Sem tempo para evitar, os esqueletos avançaram.
“O que diabos é isso?!”
Com um brado, Wu Ferro brandiu a Fenda do Tigre Branco, traçando um arco brilhante ao redor de si.
Os esqueletos colidiram com a lâmina, sendo despedaçados e arremessados longe, com inúmeros ossos partidos.
‘O caminho adiante está fechado...’
‘O caminho da transcendência, interrompido...’
‘Sem saída...’
‘É... tão injusto...’
A voz idosa e rouca lamentava, o frio no ar se intensificava, e uma fina camada de gelo cobria a pele de Wu Ferro.
Esqueletos de gigantes se libertaram das paredes, seus olhos verdes brilhando intensamente, fixos em Wu Ferro enquanto avançavam, passos lentos mas pesados, sacudindo todo o salão.
O salão, com pouco mais de quinhentos metros de largura, logo foi tomado pelos gigantes.
Um deles cerrou o punho e o ergueu alto, desferindo um impacto brutal.
Wu Ferro ainda estava imóvel, xingou irritado, cerrou os dentes, fechou os olhos e se deixou arrastar para dentro do caldeirão pela força da mão esquerda.
Estrondos ecoaram quando os punhos dos esqueletos gigantes atingiram o caldeirão, fazendo a fumaça negra rodopiar e chamas subirem dezenas de metros.
Com um ruído surdo, dentro da fumaça uma pequena figura dançante dedilhou as cordas de um alaúde, e uma explosão negra irrompeu, varrendo o salão e pulverizando os esqueletos gigantes.
A onda de choque se espalhou pelo salão e saiu porta afora, varrendo todo o túnel da mina. Os corpos dos anciãos das famílias Rocha e Lu, caídos no túnel, foram reduzidos a pó negro.
Wu Ferro foi puxado para dentro do caldeirão, flutuando no mar infinito de fumaça negra.
Inúmeras figuras dançavam ao seu redor.
Inumeráveis flores giravam em seu entorno.
Imagens fantásticas e surreais surgiam e desapareciam à sua volta.
Realidade e ilusão, nascendo e morrendo em um instante, luzes e sombras mutáveis e insondáveis...

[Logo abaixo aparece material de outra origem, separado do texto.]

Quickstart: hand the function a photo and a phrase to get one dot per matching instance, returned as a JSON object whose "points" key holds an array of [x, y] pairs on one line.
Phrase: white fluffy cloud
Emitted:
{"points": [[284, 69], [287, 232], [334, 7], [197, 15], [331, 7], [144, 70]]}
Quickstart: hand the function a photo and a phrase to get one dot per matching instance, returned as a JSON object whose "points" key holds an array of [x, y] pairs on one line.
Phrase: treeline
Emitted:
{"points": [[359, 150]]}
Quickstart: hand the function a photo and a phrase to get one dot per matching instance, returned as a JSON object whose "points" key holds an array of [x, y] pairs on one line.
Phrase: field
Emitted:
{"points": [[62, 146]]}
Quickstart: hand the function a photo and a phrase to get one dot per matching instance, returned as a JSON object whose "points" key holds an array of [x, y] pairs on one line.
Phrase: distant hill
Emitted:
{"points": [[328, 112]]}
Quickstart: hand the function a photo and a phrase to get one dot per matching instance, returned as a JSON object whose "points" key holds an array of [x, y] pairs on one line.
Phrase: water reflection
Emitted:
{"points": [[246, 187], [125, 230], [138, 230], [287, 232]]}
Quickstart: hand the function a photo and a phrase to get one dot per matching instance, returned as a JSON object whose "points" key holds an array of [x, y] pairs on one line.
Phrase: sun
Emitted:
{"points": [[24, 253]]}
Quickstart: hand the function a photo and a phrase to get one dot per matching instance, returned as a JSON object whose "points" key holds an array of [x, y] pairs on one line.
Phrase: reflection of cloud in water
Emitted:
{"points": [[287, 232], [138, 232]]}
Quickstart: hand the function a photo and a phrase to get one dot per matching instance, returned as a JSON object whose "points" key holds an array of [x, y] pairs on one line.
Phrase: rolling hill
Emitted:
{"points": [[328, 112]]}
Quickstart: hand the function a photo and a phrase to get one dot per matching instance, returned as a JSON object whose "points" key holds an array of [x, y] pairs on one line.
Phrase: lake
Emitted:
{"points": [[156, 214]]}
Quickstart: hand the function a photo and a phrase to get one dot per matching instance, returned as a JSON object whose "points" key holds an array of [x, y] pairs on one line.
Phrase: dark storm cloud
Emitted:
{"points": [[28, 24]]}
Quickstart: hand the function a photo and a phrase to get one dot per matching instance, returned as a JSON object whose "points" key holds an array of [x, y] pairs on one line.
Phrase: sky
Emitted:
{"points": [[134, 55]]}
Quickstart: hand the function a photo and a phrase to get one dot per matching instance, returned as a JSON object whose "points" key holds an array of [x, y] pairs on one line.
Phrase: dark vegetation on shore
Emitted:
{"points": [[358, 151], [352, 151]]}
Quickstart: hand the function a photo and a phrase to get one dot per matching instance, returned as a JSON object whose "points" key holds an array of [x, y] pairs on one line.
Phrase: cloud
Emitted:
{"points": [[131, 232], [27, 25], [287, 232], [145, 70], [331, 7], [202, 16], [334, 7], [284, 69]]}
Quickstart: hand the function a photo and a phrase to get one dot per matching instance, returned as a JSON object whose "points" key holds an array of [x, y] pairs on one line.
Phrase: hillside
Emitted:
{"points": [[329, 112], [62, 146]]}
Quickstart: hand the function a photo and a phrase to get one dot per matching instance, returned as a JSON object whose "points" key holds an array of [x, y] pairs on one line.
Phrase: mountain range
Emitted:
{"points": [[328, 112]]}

A esfera negra já estava em sua mão esquerda.
Wu Ferro, quase sem pensar, apertou-a com toda a força.
Os ossos de seus dedos vibraram, a pele rasgou-se, sangue jorrou sobre a esfera negra.
As falanges, brilhando com luz sombria, cravaram-se na esfera, e uma luz misteriosa jorrou do objeto, absorvendo todo o sangue, até que a esfera se fundiu diretamente ao osso do dedo indicador.
Uma informação estranha invadiu a mente de Wu Ferro: o nome da esfera.
‘Relíquia Sem Forma’.
Uma relíquia condensada por um mestre que cultivou a ‘Doutrina Óssea Demoníaca Sem Forma’.
No início, a relíquia abrigava todo o poder daquele mestre. Mas, por algum motivo, quase toda a energia nela se esvaiu, restando apenas o núcleo essencial.
O que a falange do indicador de Wu Ferro desejava era precisamente aquela essência.
Evolução!
Uma oportunidade de evolução!
Ou melhor, uma chance de restaurar o poder do fragmento ósseo.
Wu Ferro flutuava em silêncio no oceano de fumaça, enquanto a Relíquia Sem Forma se fundia ao seu osso, e sua essência pura era absorvida pelo feixe dourado em sua testa.
A voz idosa e rouca ecoava ao seu redor, mas, à medida que a relíquia se fundia ao osso e sua essência era devorada pelo feixe dourado, bastou um leve impulso da energia justa para dissipar completamente qualquer resquício daquela voz no mundo.
“Pobre coitado...”, murmurou Wu Ferro.
A essência se dissolvia lentamente, e algumas imagens fragmentadas passavam diante de seus olhos, nebulosas e indistintas.
Compreensões misteriosas penetraram no orbe dourado de sua alma; Wu Ferro sentiu que aprendera algo, embora não soubesse dizer exatamente o quê.
Apenas percebeu que, de repente, tinha um entendimento profundo da ‘Doutrina Óssea Demoníaca Sem Forma’, como se a praticasse há incontáveis anos.
Aos poucos, Wu Ferro também compreendeu a verdadeira origem do caldeirão diante de si.
Talvez devesse ser chamado de ‘Caldeirão Divino Sem Forma’... Sua essência era a mutabilidade, o não ter forma ou aparência.
Apenas pelo uso prolongado da energia demoníaca da doutrina, o artefato assumira, por conveniência, aquele aspecto negro e estranho.
“Muito bem, é realmente interessante.”
Wu Ferro sorriu.
O formigamento no dedo indicador aumentou e, sentindo as pálpebras pesarem, ele caiu em sono profundo.
No sonho, inumeráveis caracteres e símbolos fluíam suavemente diante dele.
À entrada do poço demoníaco, uma grande comitiva aproximava-se abruptamente.